Arnold became the first member of her family to go to university, reading English at Oxford, but her aspiration to be a writer vanished when she caught the acting bug: she met her husband, Nicholas, during a production of Under Milk Wood, and worked with Christopher Hampton on his first play, When Did You Last See My Mother?

When she relocated to Exeter after graduation, to train as a social worker, her friends and family were baffled. "I had been educated at the tax payer's expense and social work was worthwhile," she explains. "It was very well thought of back then. You worked with people who wanted to be helped. You could stop a situation getting so bad it went to the courts." By contrast, the status and nature of the profession today has left her disillusioned. "If social work in 1969 was like the profession I left in 2009, I wouldn't have touched it with a bargepole."
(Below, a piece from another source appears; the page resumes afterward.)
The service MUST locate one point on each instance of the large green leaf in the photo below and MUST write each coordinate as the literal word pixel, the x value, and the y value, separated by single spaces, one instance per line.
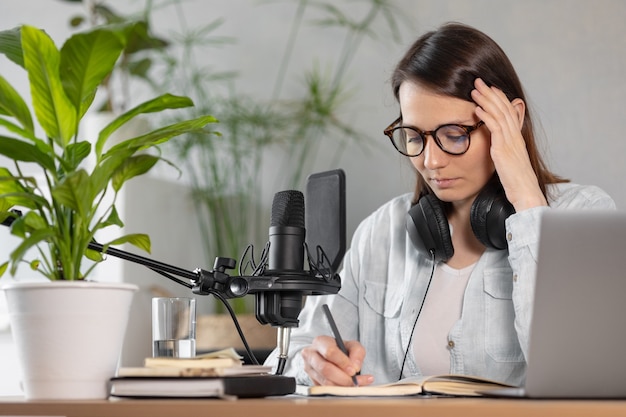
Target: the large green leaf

Instead, Arnold seems genuinely delighted by her belated spell in the limelight: "Having been this humdrum person all my life, it's really quite nice." She talks in glowing terms about "connecting" with readers, and about collaborating with a group that uses fiction for therapeutic purposes. She is writing her second novel, returning to the 19th century and again examining one of its best known figures. (She is keeping the identity secret).

I ask whether Arnold has any regrets – about roads not taken, or not taken sooner. Only one, she says. "I left it a decade too late for my mother to see my success. She never understood why I chose social work and would have been extraordinarily proud. She would have loved to have bored all her friends about how wonderful I was."

From the story 'Telling Radnor' in Lying Together, By Gaynor Arnold (Tindal Street Press £12.99)

"This job's only meant to be temporary, just to tide me over after giving in my notice at the school. But I'm feeling the grass grow. I've done all the work he begged me to take on and I feel frustrated. I'm a mathematician, not a bookkeeper, but it's all numbers to Clive. He's doing well; he's got an eye for what he wanted. Meanwhile I'm stuck in the office like a lemon, getting sourer all the time. I keep telling myself it can't be for much longer."